We know: partnerships can be challenging. Not every collaboration will thrive a bank to the next level, and it is essential to choose wisely. The sooner you’re capable of detecting the right partners, the better. It is cheaper, it gives more energy to the organisation, and it ends up more fruitful for your banks’ long-term strategy.

In short, this was essentially what I learned from the Afterwork session on October 8 with Minna Technologies and ING, where we discussed “The Role of Fintech Partnerships in the Evolution of a Bank’s Strategy”.

The perfect match to pimp up the new mobile banking app

Minna Technologies is a fintech that enables banks to help their customers in managing their subscriptions better.

Joakim (Sjöblom, CEO of Minna Technologies): “We witnessed in 2013 already the global trend to the subscription economy: bank customers are changing their consumption behaviour. Customers today subscribe to solutions instead of buying products, not only for music but also for cards, smartphones, travel… we can subscribe to basically everything.”

Subscription economy

Essentially, their value proposition is to bring clarity and transparency in the subscriptions of a consumer. Moreover, they help the consumer with their subscription management through seamless cancelling or switching to another provider if that would be beneficial. Joakim: “We help customers to save time and money and increase the convenience of ING customers [with their subscriptions] while providing a positive business case for the bank.”

The company started talking to ING in 2017, with incubation in Fintech Village of ING Belgium a little later, where they met Abhishek (Khurana, Product Area Lead, Omnichannel Experience at ING). Abhishek was working on uniting the Dutch and Belgian ING platform, including a new app.

Abhishek: “Changing the app and website creates friction and negative feedback. Back then, we knew that by October 2020, there would be a new app. Because it is radically different, and different can be perceived bad, we needed a sweetener as a compelling feature for Belgian clients.”

Fintech partnerships: essential to every bank’s strategy?

Banks are increasingly more open to partnerships, although many remain sceptical.

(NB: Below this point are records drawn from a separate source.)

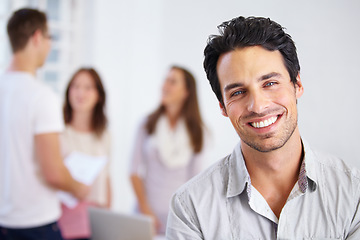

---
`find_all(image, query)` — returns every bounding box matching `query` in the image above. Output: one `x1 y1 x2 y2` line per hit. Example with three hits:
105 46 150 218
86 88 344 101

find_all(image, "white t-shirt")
0 72 63 228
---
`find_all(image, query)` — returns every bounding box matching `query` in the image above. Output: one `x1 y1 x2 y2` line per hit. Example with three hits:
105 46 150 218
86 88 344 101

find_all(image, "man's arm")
35 133 90 200
346 185 360 240
166 190 204 240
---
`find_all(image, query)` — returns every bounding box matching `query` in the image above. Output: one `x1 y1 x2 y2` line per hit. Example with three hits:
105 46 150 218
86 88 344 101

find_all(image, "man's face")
217 46 303 152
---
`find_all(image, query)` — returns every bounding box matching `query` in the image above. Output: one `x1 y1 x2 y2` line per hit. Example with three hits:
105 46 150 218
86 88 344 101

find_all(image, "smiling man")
167 17 360 240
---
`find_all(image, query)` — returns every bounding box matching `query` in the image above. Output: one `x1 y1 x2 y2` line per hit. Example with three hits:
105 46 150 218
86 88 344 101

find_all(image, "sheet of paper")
58 152 107 208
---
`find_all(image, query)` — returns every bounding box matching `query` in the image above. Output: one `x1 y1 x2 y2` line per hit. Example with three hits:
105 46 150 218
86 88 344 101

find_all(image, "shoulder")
174 155 230 201
312 150 360 181
305 142 360 201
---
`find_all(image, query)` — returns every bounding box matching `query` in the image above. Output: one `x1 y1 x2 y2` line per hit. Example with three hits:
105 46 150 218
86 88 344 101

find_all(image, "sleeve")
166 190 203 240
34 87 64 135
345 184 360 240
130 122 147 177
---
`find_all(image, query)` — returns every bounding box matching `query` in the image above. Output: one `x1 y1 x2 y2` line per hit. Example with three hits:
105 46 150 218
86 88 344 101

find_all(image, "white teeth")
251 117 277 128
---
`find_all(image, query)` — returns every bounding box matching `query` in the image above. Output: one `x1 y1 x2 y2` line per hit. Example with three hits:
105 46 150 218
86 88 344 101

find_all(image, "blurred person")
131 66 204 234
0 8 89 240
166 16 360 240
59 68 111 239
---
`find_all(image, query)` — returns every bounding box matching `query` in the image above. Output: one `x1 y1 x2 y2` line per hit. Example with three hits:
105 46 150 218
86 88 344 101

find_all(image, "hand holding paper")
58 152 107 208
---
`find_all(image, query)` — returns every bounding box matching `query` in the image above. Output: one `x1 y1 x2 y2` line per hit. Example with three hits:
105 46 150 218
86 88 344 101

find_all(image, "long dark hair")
63 68 107 136
145 66 204 153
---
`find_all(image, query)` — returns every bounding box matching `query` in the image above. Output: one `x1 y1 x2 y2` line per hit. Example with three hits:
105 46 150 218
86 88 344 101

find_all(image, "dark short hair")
7 8 47 53
204 16 300 105
63 68 107 137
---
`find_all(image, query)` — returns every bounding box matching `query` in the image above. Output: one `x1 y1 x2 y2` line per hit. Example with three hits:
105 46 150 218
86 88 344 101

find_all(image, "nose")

Today banks understand that sometimes it is better to partner up instead of losing months to train their employees for new skills.

The question of the day was how essential these fintech strategies are for a bank’s long-term strategy, and if it is crucial, how to improve the process to partner with third parties.

We asked the audience their opinion on this question, and the answer to this question was mixed. 44% of the audience arguing that it is essential for any bank, and another 40% stating that it depends on a bank’s positioning in the market.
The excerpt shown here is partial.